Our studies suggest that AT itself does not harm reproductive function, but a change in the functional state of the thyroid gland due to AT may have an adverse effect on the development of the fetus and the course of pregnancy. The existing burdened obstetric anamnesis in our patients (miscarriages, undeveloped pregnancy, antenatal fetal death) suggest the role of thyroid dysfunction in the genesis of obstetric pathology.
Correction of the thyroid status and its maintenance at a normal level during pregnancy contributed to the normalization of the functional state of the thyroid gland and, possibly, had a positive effect on the course of pregnancy and delivery.

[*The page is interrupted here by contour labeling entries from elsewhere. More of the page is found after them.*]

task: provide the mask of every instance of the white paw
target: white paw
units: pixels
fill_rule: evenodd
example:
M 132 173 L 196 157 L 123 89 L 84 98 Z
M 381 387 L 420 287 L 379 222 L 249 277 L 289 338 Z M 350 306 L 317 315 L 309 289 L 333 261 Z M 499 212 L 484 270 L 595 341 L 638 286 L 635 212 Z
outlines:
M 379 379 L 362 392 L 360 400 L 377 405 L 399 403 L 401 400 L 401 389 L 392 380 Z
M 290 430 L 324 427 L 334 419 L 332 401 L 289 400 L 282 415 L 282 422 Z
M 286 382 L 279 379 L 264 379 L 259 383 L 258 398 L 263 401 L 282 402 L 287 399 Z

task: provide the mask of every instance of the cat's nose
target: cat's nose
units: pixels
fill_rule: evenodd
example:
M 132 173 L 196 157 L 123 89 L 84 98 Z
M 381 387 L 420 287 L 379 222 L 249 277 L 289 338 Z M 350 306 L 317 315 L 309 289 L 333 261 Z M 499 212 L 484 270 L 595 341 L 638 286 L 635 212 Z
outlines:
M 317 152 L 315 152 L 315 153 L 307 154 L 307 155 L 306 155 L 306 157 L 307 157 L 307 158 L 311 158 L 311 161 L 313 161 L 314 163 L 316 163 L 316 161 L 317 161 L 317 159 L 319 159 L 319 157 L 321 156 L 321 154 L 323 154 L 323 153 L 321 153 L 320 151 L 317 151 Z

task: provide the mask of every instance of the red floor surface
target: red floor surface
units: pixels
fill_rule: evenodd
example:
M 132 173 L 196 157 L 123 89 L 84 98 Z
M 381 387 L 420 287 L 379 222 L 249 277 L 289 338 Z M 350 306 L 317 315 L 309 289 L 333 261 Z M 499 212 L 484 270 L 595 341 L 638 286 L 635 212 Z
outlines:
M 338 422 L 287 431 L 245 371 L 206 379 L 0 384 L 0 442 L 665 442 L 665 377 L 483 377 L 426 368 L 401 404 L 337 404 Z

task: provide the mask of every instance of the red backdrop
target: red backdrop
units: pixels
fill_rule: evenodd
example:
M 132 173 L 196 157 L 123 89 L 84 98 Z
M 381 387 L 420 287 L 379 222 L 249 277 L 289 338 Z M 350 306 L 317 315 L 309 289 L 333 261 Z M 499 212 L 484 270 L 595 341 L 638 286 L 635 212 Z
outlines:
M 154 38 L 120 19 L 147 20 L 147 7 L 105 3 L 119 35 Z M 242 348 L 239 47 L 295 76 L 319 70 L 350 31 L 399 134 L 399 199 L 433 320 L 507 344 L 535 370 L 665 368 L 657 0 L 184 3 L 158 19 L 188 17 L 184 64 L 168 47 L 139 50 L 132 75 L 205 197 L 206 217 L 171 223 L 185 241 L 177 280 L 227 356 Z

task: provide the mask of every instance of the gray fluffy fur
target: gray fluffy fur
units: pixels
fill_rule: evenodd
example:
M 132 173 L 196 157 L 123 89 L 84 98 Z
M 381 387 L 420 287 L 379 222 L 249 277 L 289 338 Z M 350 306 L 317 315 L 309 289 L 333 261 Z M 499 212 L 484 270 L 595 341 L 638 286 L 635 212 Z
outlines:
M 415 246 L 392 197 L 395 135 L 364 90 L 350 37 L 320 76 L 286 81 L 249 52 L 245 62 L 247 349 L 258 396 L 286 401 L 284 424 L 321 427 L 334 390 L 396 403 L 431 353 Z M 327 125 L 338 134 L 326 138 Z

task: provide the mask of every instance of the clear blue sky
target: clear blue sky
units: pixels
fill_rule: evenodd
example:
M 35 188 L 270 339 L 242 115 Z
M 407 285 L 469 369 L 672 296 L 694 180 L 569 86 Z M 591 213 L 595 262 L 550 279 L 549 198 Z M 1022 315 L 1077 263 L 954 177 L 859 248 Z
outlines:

Based on this study, we recommend that all pregnant women with an enlarged thyroid gland study the functional thyroid gland (thyroid status); women with dense, lumpy gland after ultrasound are shown to determine the titer of antibodies to thyroglobulin and microsomal fraction. The detection in the blood of these women of an increased titer of antibodies to thyroglobulin and the microsomal fraction indicates the possible development of gestational hypo-hyperthyroidism, as well as postpartum thyroiditis. Thus, early diagnosis and correction of thyroid dysfunction during pregnancy will help prevent complications of pregnancy and prevent the development of pathology in offspring.

Conclusions
1. Pregnant women with enlarged thyroid gland are recommended to examine thyroid function: thyroid status, thyroid ultrasound and, if indicated, titers of antibodies to thyroglobulin and microsomal fraction.
2. Increased titers of antibodies to thyroglobulin and microsomal fraction may be a risk factor for the occurrence of gestational thyroid dysfunction, postpartum thyroiditis.
3. Early diagnosis and correction of thyroid dysfunction in early pregnancy contribute to the normalization of the thyroid status, a decrease in antibodies, which may have a beneficial effect on the course of pregnancy.